Successful progenitor cell-mediated remyelination would be dependent on the cells that reach the site of demyelination undergoing maturation into myelin-forming cells. Studies with systemic infusion of pleuripotential stem cells into EAE animals suggest that the enhanced remyelination that results reflects effects of soluble factors released by such cells on endogenous progenitor cells existent within the demyelinated regions.26 John et al27 reported that there was up-regulation of jagged expression in the MS lesions that lacked remyelination, a result attributed to increased production of transforming growth factor β (TGFβ) by astrocytes, providing an inhibitory signal for myelination.
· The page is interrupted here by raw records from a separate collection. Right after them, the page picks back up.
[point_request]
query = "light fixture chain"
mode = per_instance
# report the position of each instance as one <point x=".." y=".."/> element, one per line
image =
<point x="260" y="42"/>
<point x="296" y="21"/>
Remyelinated lesions had negligible levels of jagged expression. Notch 1 and Hes 5, the ligands for jagged are detected in immature OGCs.
In summary, the recent observation that remyelination is occurring in MS holds out the hope that enhanced understanding of the neurobiologic processes involved and how these are impacted by the process of inflammation, will result in development of therapeutic strategies that can be rapidly moved from the bench to the bedside.